Backing away, she considers her other options. His shoes, which are left next to the couch would probably be a good place to start, so she makes an incision in the sole and inserts the tracker before closing the gaps with some glue she had taken from the mechanic’s. She moves on to a clock; bugging it, before she tentatively approaches his bedroom door.

Or at least, she hopes she’s standing in front of his bedroom. The door right across it has a doormat, so she’s guessing that one leads to the bathroom. She turns the doorknob and takes an apprehensive step inside the room.

If Illya’s living room had appeared to be utilitarian in appearance, his bedroom was an indulgence in consumerism--or rather it at least looked like it was lived in. The room is split into two sections--his bed, and his seemingly elaborate workstation. Other than that, the room is covered in various stacks of paper and thick books on every imaginable surface.

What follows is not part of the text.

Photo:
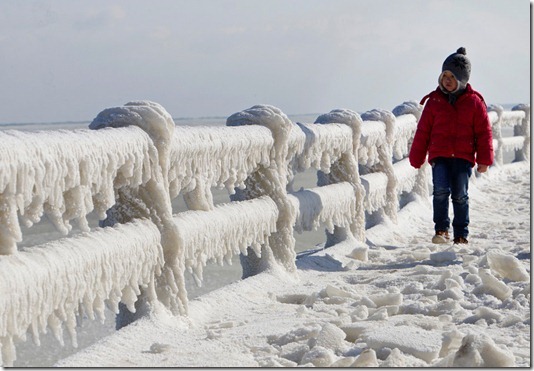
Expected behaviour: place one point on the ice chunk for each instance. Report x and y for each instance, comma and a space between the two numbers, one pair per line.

She manages to bug several of his suits, lab coats, and compartments, before she hears the tell-tale sound of keys jangling and the lock being fiddled open. Fuck. The bedroom door is still open, so she closes it as quietly as possible before looking around the room frantically. There’s a window open, and she huffs and gathers her belongings to get the fuck out. She manages to push the window up so she has more room, and she’s out of the window before she realises that the only way she’ll leave unseen is if she drops down into the garbage bin below.

She curses Solo as she drops down--luckily Illya’s place isn’t ten floors above the ground--and lands into the bin without any problems. Excluding the fact that she’s landed in garbage, of course.

But she’s done her job for the night, at the very least, so she sighs in relief and gathers herself to get away from the neighbourhood to return home and activate the trackers.

 

* * *

 

“Last night was a shit show,” Gaby says, as soon as Solo steps into her office.

“A shame,” Solo remarks, looking amused. “I was about to ask you to follow him around.”

Gaby wrinkles her nose. “You said that this was a one-off thing.”

“Yes, I thought so too. Plant the trackers, get out, monitor him once in a while, etcetera.”

“There’s a _but_ , isn’t there.” Gaby says, staring at her tracking monitors in despair.

Solo nods. “I need you to follow him. Hopefully catch him in something, I don’t know,” he says, getting a little frustrated. “He’s gotta have a flaw somewhere.”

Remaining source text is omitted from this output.